Constitution Series

 

An Economic Interpretation of the Constitution of the United States by Charles A. Beard, 1913, Edited Excerpts

 

The protection of property rights lay at the basis of the new system; however, there is in the Constitution no provision for property qualifications for voters or for elected officials and representatives. Only one branch of new government, the House of Representatives, was required to be elected by popular vote; and a safeguard was secured by the indirect process. Nearly all of the state constitutions then in force provided real or personal property qualifications for voters anyway, and radical democratic changes did not seem perilously near.

 

The House of Representatives springs from the mass of the people whom the states may see fit to enfranchise. The Senate is elected by the legislatures of the states, which were, in 1787, almost uniformly based on property qualifications. The President is to be chosen by electors selected by the legislatures. The judiciary is to be chosen by the President and the Senate, both removed from direct popular control and holding for longer terms than the House.

 

The taxing power was afforded the revenues that were to discharge the public debt in full.
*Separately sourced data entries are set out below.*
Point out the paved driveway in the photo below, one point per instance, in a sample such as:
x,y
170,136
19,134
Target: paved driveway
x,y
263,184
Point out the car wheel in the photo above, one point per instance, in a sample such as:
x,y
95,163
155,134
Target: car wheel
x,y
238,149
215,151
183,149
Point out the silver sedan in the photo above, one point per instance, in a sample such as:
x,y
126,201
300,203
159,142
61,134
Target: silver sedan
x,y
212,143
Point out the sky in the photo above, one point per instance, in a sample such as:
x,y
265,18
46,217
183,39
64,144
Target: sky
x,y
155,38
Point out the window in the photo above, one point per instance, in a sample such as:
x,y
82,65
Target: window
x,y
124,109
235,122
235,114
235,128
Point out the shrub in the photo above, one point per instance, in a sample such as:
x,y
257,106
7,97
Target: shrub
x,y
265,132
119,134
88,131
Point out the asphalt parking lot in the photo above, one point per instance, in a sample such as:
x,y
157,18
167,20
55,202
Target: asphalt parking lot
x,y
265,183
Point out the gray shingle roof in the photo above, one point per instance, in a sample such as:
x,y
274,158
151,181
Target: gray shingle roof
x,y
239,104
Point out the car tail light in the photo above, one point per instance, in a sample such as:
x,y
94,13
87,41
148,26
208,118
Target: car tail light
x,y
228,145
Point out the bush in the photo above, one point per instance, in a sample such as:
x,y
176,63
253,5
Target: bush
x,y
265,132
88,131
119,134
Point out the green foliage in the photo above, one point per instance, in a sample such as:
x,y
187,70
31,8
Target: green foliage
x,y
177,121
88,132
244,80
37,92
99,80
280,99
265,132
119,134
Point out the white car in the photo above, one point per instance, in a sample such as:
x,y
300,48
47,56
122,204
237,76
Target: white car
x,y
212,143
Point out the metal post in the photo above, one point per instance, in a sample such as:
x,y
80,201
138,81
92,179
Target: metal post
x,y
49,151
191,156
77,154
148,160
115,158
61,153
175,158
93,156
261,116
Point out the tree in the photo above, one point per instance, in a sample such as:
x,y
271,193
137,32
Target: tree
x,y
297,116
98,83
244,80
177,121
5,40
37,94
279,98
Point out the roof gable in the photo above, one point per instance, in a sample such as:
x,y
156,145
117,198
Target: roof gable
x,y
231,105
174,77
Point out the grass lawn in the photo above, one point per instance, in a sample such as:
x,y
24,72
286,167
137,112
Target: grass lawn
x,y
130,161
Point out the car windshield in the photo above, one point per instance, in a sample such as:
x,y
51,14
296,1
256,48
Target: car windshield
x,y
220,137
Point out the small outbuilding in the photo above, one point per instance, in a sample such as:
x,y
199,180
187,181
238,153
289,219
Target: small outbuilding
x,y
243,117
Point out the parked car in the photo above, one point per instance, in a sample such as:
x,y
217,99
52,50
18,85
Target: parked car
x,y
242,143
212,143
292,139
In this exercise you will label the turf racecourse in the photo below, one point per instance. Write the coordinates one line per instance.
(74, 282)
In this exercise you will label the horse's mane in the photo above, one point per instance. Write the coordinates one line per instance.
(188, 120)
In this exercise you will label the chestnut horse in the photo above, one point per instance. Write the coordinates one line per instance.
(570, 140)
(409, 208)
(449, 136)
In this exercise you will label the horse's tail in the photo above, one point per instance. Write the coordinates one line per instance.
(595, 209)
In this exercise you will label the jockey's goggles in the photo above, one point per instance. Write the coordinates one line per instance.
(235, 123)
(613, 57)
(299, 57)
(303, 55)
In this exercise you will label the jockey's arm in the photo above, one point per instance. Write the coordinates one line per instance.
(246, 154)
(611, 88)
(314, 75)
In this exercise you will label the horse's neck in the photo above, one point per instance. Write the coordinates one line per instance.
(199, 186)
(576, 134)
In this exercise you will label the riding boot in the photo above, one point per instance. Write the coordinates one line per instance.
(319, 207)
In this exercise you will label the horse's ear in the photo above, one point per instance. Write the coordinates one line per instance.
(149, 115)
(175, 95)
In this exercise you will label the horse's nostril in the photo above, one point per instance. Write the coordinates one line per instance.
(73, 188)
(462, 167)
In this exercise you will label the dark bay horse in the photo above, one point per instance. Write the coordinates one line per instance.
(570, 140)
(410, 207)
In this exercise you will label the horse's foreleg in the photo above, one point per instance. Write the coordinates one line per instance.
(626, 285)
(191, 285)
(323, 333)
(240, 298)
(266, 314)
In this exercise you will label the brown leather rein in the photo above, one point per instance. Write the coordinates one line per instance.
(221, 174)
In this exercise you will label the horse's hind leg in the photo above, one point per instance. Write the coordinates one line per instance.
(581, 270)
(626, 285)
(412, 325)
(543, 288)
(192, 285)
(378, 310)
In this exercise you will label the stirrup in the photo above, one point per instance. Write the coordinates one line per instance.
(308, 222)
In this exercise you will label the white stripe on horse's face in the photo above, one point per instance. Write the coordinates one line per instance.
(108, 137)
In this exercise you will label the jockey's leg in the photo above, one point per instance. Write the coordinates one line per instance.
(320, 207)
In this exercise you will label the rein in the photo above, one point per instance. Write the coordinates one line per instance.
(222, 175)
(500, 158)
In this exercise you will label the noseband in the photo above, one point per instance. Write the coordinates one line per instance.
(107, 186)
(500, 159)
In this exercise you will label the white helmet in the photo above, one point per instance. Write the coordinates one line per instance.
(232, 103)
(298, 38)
Provision was made for this discharge in Article VI to the effect that “All debts contracted and engagements entered into before the adoption of this Constitution shall be valid against the United States under this Constitution as under the Confederation.”

 

Congress was given plenary power to raise and support military and naval force, for the defense of the country against foreign and domestic forces. These forces were to be at the disposal of the President in the execution of national laws; and to guard the states against renewed attempts of “desperate debtors” like Shays. The army and navy are considered by the authors of The Federalist as genuine economic instrumentalities.

 

These were the great powers conferred on the new government: taxation, war, commercial control, and disposition of western lands. Through them public creditors may be paid in full, domestic peace maintained, advantages obtained in dealing with foreign nations, manufactures protected, and the development of the territories go forward in full swing. Contracts are to be safe, and whoever engages in a financial operation, public or private, may know that state legislatures cannot destroy overnight the rules by which the game is played.

 

The most unequivocal printed criticism of the Constitution from the democratic point of view was that of “Lycurgus,” who posed as an aristocrat defending the Constitution. The House, he declared, was a pretended concession to democracy, but in reality it had little power, since it was checked by the Senate and by the President. It was elected for two years, with no provision for rotation, so the members would not have to mix with the citizens, would be under the eye of the aristocracy and would come to act like the aristocrats. The Senate was a house of gentlemen, serving for long terms, while the power of the President over the army, treaties, and appointments was appropriate to an aristocratic system. The state, left with little power, would be absorbed, while the Supreme Court would hear almost all questions and would help to put down any uprising. Finally, freedom of the press, of speech, and the right of habeas corpus would be denied. Altogether, for the aristocrats, the Constitution was ideal.